Versprochen wird, dass von den vielen Cents kein einziger für die Verwaltung drauf geht. Möglich ist das, weil die Unternehmenspartner eine Partnergebühr bezahlen und so die Verwaltungskosten decken. Diese könnten dann nur noch bei den ausgesuchten Projekten entstehen. Geprüft werden diese unter anderem von der Firma Phineo. "Phineo analysiert gemeinnützige Organisationen hinsichtlich des Wirkungspotenzials ihrer Projekte", erklärt die gemeinnützige Aktiengesellschaft auf ihrer Internetseite.
Schon ein Cent kann Großes bewirken
Neu ist diese Art des Spendens allerdings nicht. Das Ausland hat es vorgemacht. Die "Pennies Foundation" in Großbritannien gibt es seit 2010. In der Organisation "Round it up America" haben sich Gastronomen aus den USA zusammengeschlossen und sammeln in ihren Restaurants für eine runde Sache.
Und auch in Deutschland ist das Potenzial groß. Laut Handelsverband Deutschland gehen jeden Tag rund 50 Millionen Menschen einkaufen. Wenn jeder von ihnen nur einen Cent spenden würde, wären das schon 500.000 Euro täglich.
Stand: 14.08.2012, 06.00 Uhr
Kommentare zum Thema (69)
letzter Kommentar: 19.08.2012, 12:22 Uhr
- Jürgen Auer schrieb am 19.08.2012, 12:22 Uhr:
- Sehr geehrtes "Euer Team", leider bleibe ich wohl euer Gegner, fühle mich damit aber sehr Wohl.
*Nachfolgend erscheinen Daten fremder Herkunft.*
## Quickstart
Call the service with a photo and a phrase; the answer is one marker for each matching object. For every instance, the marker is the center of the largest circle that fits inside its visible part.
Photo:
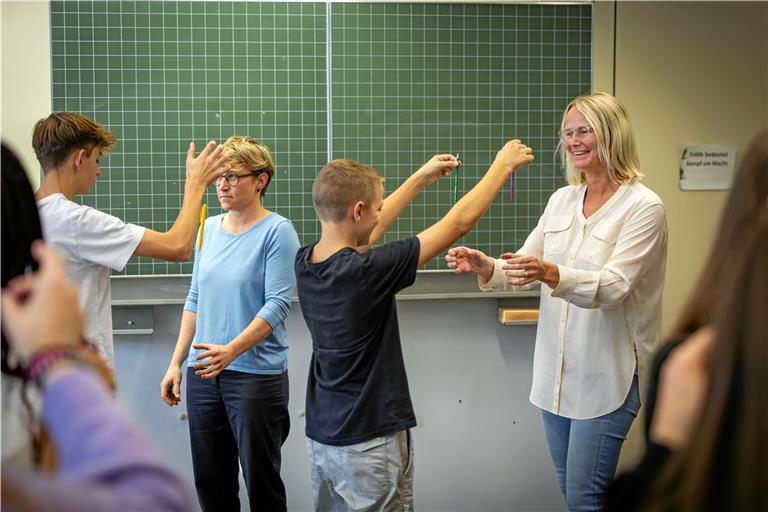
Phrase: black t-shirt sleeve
(392, 267)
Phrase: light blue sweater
(238, 277)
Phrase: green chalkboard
(389, 84)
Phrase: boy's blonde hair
(247, 152)
(615, 140)
(340, 184)
(55, 136)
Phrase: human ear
(261, 182)
(357, 211)
(78, 158)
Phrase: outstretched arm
(464, 215)
(176, 244)
(395, 203)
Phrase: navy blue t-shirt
(357, 387)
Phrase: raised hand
(514, 155)
(208, 165)
(438, 166)
(465, 260)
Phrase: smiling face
(582, 148)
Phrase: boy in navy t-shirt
(359, 409)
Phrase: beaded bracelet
(44, 360)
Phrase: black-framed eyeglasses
(233, 178)
(579, 133)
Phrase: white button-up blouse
(602, 321)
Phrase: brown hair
(247, 152)
(55, 136)
(724, 464)
(340, 184)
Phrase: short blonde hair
(247, 152)
(340, 184)
(55, 136)
(616, 146)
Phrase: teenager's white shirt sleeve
(104, 239)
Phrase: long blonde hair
(616, 146)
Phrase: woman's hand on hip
(170, 386)
(215, 359)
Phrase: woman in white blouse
(600, 249)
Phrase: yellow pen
(203, 215)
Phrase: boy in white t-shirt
(68, 147)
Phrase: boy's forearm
(395, 203)
(177, 243)
(468, 210)
(184, 229)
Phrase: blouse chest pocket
(598, 247)
(556, 233)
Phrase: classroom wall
(688, 72)
(26, 70)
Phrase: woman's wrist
(551, 275)
(488, 269)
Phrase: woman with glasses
(600, 250)
(237, 381)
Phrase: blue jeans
(238, 416)
(586, 452)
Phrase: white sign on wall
(707, 167)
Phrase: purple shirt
(105, 463)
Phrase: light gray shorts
(375, 475)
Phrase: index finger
(208, 148)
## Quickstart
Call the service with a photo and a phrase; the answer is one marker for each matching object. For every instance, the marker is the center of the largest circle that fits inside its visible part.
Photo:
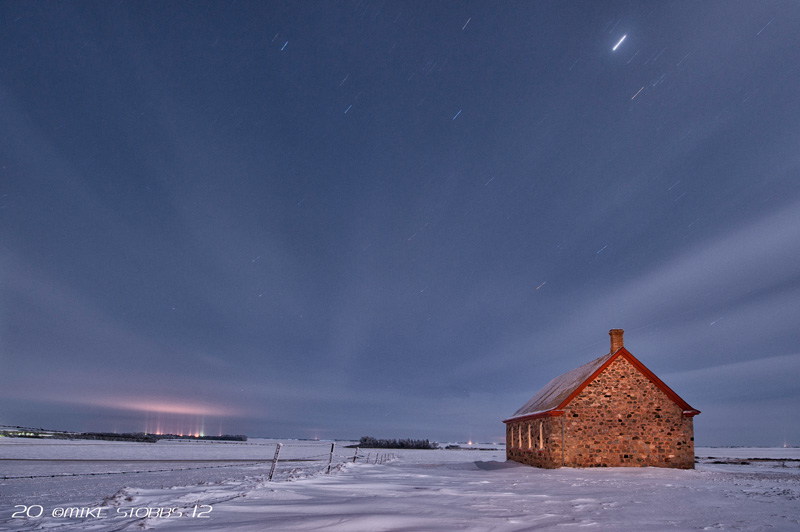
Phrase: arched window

Wünsche aber weiterhin viel Erfolg, vielleicht kommt es ja mal echten Hilfebedürftigen zu gute.
- Karin P. schrieb am 16.08.2012, 18:06 Uhr:
- Warum spenden die nicht die Gebühren die sie für den ganzen Aufwand (Werbung usw.) bezahlen direkt? Warum muss man wieder dem "kleinen Mann" das Geld aus der Tasche ziehen? Frechheit sowas! Kein Cent gibts von mir.
- Anonym schrieb am 16.08.2012, 14:14 Uhr:
- Das sind nicht mal soziale Projekte, jedenfalls nicht für wirklich sozial Bedürftige.
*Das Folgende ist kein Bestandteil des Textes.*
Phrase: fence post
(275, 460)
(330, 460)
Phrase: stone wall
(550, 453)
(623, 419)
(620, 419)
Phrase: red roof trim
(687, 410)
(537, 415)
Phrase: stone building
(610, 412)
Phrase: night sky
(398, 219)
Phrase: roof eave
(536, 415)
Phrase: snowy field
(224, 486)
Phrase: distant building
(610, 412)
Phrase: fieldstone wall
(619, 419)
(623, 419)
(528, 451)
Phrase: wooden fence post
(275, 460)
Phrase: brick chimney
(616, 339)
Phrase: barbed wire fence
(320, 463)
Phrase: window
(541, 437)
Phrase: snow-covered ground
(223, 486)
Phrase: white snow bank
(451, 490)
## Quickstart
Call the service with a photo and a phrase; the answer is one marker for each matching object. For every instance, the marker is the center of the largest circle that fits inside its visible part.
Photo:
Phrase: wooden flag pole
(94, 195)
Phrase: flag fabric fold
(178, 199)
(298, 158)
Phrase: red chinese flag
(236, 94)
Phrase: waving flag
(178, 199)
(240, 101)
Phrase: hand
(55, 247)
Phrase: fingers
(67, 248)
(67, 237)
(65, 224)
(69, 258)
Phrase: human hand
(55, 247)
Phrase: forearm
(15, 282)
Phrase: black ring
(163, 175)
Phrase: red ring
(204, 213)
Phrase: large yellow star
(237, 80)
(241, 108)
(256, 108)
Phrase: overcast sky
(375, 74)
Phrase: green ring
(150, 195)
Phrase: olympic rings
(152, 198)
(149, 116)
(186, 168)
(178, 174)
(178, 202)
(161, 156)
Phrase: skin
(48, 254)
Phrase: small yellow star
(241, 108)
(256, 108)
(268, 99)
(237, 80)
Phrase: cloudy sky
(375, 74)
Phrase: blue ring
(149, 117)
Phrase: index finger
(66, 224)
- Ralph Peter schrieb am 16.08.2012, 13:19 Uhr:
- Für diese "Eltern AG's" würde ich auch nicht spenden wollen! Das ist kein Projekt welches in meinen Augen ein "Aufrunden" an der Kasse bzw. Spenden rechtfertigt. Ich betrachte die Kampangne "Aufrunden bitte" primär als Werbekampagne für die teilnehmenden Unternehmen. Echte soziale Notwendigkeiten und Projekte werden nicht untertützt. Ich sehe das genauso wie Joerg_S_, da machen Spenden an das Rote Kreuz und andere richtige bzw. echte Hilfsorganistionen deutlich mehr Sinn und kommen dann auch echten Bedürftigen und wirklich sozialen Projekten zugute. Für sozial getarnte Werbekampagnen gibt es von mir NICHTS!
- anonym schrieb am 15.08.2012, 17:12 Uhr:
- Herzlichen Dank , lieber WDR, für den informativen Artikel, ich werde nicht aufrunden, weil ich für das angegebene Projekt (Eltern...) nicht spenden würde. Sonst hätte ich das nicht gewusst. Nochmal danke.